Republicans characterized the Centers for Medicare and Medicaid’s decision to divert billions away from the Treasury and to insurers as a bailout for insurance companies.
“CMS to date has diverted $3.5 billion from the Treasury to help the insurance companies, effectively bailing out insurance companies with taxpayer dollars,” Rep. Joe Pitts, R-Penn., said last week during the Energy and Commerce hearing.
In addition to the transitional reinsurance program, such a characterization was also used to describe Obamacare’s risk corridor program, which sought to limit excess losses and gains incurred by insurance companies selling coverage on the federal and state-run exchanges.
Under the risk corridor program, insurance companies that lost money beyond a threshold set by the government received money from the Centers for Medicare and Medicaid Services.

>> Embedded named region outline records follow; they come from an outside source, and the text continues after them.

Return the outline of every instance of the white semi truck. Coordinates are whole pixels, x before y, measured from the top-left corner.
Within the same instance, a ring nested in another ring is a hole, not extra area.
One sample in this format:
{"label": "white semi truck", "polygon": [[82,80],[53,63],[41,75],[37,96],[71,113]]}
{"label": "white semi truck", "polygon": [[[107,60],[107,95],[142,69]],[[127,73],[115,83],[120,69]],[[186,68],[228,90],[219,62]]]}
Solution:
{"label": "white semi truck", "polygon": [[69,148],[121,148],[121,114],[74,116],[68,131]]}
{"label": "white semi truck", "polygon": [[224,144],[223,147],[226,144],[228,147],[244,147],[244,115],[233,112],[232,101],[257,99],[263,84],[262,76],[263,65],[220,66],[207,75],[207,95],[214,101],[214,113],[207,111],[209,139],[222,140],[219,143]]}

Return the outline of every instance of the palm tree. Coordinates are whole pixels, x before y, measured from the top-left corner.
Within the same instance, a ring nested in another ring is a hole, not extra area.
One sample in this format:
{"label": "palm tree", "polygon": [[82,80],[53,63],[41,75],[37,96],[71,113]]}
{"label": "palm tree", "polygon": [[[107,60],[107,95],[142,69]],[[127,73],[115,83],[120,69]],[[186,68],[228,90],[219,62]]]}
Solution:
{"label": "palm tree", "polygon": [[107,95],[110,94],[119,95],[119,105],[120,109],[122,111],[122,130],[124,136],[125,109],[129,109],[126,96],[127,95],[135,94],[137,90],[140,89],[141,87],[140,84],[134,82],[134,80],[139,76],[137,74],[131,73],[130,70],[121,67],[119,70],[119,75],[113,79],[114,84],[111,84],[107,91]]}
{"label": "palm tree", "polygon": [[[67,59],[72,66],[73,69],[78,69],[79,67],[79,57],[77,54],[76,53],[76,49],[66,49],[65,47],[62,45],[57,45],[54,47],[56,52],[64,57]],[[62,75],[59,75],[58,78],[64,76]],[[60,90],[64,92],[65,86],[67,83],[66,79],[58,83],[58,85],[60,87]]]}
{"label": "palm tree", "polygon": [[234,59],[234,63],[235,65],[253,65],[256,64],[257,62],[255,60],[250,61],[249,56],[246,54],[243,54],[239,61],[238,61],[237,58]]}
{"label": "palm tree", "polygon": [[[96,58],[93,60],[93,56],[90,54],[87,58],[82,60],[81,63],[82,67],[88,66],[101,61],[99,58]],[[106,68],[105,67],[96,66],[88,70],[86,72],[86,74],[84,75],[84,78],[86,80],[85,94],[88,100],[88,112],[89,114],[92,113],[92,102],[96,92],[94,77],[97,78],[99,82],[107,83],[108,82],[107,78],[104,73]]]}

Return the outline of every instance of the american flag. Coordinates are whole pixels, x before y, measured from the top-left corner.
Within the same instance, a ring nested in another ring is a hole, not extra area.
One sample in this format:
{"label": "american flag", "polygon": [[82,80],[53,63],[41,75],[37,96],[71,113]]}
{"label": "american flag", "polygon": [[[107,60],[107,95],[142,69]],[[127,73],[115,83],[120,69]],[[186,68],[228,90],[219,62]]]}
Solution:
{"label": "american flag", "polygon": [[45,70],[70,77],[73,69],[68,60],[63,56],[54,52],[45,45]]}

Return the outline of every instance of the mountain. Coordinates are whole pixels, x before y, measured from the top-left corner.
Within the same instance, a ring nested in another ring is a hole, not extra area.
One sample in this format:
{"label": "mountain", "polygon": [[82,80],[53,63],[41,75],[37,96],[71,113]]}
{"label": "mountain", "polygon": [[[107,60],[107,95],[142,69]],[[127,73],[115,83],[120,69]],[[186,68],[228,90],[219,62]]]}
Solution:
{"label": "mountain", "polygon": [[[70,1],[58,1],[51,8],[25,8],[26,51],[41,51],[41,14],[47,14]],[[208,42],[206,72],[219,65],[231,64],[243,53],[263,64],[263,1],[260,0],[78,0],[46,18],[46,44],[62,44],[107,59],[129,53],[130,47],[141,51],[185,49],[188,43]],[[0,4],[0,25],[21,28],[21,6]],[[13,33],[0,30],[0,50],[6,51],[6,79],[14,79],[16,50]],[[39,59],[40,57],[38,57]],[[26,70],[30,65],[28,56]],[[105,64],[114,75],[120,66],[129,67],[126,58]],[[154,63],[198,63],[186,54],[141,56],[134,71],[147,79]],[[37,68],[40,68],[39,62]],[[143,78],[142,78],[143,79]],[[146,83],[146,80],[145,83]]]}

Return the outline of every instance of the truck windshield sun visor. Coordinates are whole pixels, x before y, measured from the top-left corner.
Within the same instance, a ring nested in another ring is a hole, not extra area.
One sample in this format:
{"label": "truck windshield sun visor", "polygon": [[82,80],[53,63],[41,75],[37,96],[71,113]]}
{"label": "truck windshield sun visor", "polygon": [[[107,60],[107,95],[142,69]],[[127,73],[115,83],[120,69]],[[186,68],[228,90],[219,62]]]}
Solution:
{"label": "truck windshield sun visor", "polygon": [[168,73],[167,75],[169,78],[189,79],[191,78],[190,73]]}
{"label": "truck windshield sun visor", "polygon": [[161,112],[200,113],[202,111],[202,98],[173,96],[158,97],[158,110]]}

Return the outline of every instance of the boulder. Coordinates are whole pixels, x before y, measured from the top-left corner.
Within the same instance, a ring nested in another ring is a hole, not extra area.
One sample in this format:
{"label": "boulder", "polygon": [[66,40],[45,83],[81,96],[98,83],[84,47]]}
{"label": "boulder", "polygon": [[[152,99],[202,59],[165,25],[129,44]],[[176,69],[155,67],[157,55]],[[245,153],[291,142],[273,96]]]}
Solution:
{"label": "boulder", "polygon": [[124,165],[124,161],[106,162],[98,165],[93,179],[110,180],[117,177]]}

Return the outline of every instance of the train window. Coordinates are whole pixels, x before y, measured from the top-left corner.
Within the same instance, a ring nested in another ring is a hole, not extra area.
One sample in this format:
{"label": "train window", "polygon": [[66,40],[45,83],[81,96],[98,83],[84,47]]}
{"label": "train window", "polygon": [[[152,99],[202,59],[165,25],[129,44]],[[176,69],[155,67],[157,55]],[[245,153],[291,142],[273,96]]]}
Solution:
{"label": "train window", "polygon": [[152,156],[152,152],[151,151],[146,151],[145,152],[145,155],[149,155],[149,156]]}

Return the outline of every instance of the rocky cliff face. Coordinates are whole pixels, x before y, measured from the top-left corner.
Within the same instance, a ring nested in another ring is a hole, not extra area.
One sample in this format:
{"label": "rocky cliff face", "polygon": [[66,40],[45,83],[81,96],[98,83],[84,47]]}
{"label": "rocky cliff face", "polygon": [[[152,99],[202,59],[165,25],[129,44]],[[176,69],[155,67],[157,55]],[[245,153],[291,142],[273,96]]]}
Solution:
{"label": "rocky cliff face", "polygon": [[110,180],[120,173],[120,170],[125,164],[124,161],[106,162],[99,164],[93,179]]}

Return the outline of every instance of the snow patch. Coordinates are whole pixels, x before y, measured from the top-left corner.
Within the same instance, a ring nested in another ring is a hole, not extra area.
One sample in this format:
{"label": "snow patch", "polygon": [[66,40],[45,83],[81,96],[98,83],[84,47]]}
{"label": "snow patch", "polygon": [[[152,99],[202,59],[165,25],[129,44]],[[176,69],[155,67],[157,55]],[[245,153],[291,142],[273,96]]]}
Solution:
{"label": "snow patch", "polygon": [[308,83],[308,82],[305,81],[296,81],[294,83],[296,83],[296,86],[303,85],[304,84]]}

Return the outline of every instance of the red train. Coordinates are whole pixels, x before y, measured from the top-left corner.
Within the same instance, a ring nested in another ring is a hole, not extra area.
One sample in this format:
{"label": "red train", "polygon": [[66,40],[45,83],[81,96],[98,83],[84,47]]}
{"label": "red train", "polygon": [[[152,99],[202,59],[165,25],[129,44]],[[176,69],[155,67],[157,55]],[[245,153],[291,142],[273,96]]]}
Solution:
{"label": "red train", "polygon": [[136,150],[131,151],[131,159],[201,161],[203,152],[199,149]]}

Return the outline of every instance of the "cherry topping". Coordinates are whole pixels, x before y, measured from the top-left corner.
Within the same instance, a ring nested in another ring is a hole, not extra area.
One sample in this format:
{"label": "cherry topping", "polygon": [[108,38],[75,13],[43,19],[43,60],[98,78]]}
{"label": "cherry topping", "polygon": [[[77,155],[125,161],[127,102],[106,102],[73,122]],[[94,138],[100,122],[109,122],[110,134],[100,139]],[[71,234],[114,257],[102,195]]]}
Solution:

Sen. Marco Rubio, R-Fla., brokered a deal last year that ensured that no taxpayer dollars were used for the risk corridor program, and subsequently given to insurance companies. Following his role in limiting taxpayer exposure through the risk corridor program, Rubio’s office said the Florida Republican will “ensure that Congress takes appropriate action in protecting people from the disastrous law.”
“He led the successful effort to stop health insurers from getting a taxpayer-funded bailout and will continue that fight with the reinsurance program,” Kristen Morrell, spokeswoman for Rubio, told The Daily Signal. “It is just another desperate attempt by the Obama administration to move money toward big health insurance companies and protect those who lost by participating in Obamacare.”
“Hardworking Americans have already been failed by the president’s false promises of what the law could do, and they should not carry the burden of funding the law and the insurance companies who helped get it passed,” she continued.
Obamacare’s transitional reinsurance program was designed to mitigate risks insurance companies incurred by covering individuals who were previously uninsured, and runs from 2014 to 2016.
Under the program, the law instructs the Centers for Medicare and Medicaid Services to raise $12 billion in contributions from insurers in 2014 and $8 billion through contributions in 2015. Of the money raised in those two years, $2 billion was to be returned to the Treasury in 2014, with another $2 billion returned in 2015. The remaining funds were to go to insurers and to cover administrative costs.
The Centers for Medicare and Medicaid Services collected less money than it anticipated for 2014, and instead of remitting the $2 billion to the Treasury—as specified under the Affordable Care Act—the government distributed the money to insurers.
For 2015, the Centers for Medicare and Medicaid Services announced last month it would prioritize insurers over payments to the Treasury once again, and the agency diverted $1.5 billion to insurers instead.
In response to inquiries from the Ways and Means and Energy and Commerce Committees regarding whether the Centers for Medicare and Medicaid Services had the authority to direct money away from the U.S. Treasury, the Congressional Research Service issued a memo last week stating that the Obama administration was “in conflict” with the Affordable Care Act.